Anaconda kickstart failure Driver 450, CentOS 8.x, CUDA 11

Dear all,

we’re running an automatic CentOS 8.1 installation with configured NVIDIA CUDA 11 repository (http://developer.download.nvidia.com/compute/cuda/repos/rhel8/x86_64) and the package nvidia-driver (nvidia-driver-450.36.06-1.el8.x86_64.rpm) to be installed.
We see the following error during kickstart installation (Performing an automated installation using Kickstart):

Installing nvidia-driver.x86_64 (508/611)
Installing nvidia-kmod-common.noarch (509/611)                                 

The installation was stopped due to an error which occurred while running in non-interactive cmdline mode. Since there cannot be any questions in cmdline mode,
edit your kickstart file and retry installation.                               
The exact error message is:

Non interactive installation failed: DNF error: Error in POSTIN scriptlet in rpm package nvidia-kmod-common.
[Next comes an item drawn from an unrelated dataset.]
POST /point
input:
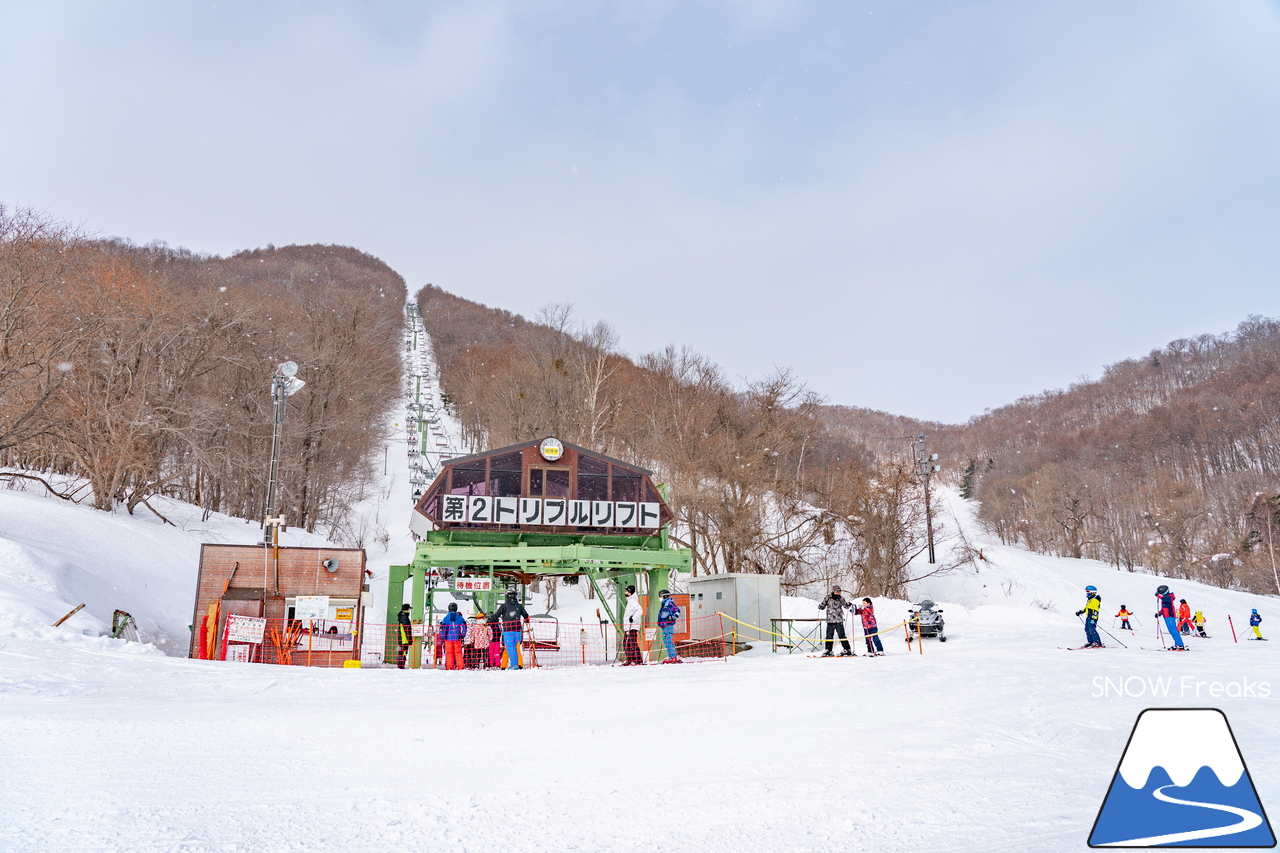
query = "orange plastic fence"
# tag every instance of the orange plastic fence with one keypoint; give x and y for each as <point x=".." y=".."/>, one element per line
<point x="543" y="643"/>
The installer will now terminate.

In /tmp/anaconda.log in the crashed installer we see:

07:07:15,589 DBG exception: running handleException
07:07:15,590 CRT exception: Traceback (most recent call last):

  File "/usr/lib64/python3.6/site-packages/pyanaconda/threading.py", line 286, in run
    threading.Thread.run(self)

  File "/usr/lib64/python3.6/threading.py", line 864, in run
    self._target(*self._args, **self._kwargs)

  File "/usr/lib64/python3.6/site-packages/pyanaconda/installation.py", line 388, in doInstall
    installation_queue.start()

  File "/usr/lib64/python3.6/site-packages/pyanaconda/installation_tasks.py", line 304, in start
    item.start()

  File "/usr/lib64/python3.6/site-packages/pyanaconda/installation_tasks.py", line 304, in start
    item.start()

  File "/usr/lib64/python3.6/site-packages/pyanaconda/installation_tasks.py", line 472, in start
    self.run_task()

  File "/usr/lib64/python3.6/site-packages/pyanaconda/installation_tasks.py", line 438, in run_task
    self._task(*self._task_args, **self._task_kwargs)

  File "/usr/lib64/python3.6/site-packages/pyanaconda/payload/dnfpayload.py", line 1092, in install
    if errors.errorHandler.cb(exc) == errors.ERROR_RAISE:

  File "/usr/lib64/python3.6/site-packages/pyanaconda/errors.py", line 329, in cb
    raise NonInteractiveError("Non interactive installation failed: %s" % exn)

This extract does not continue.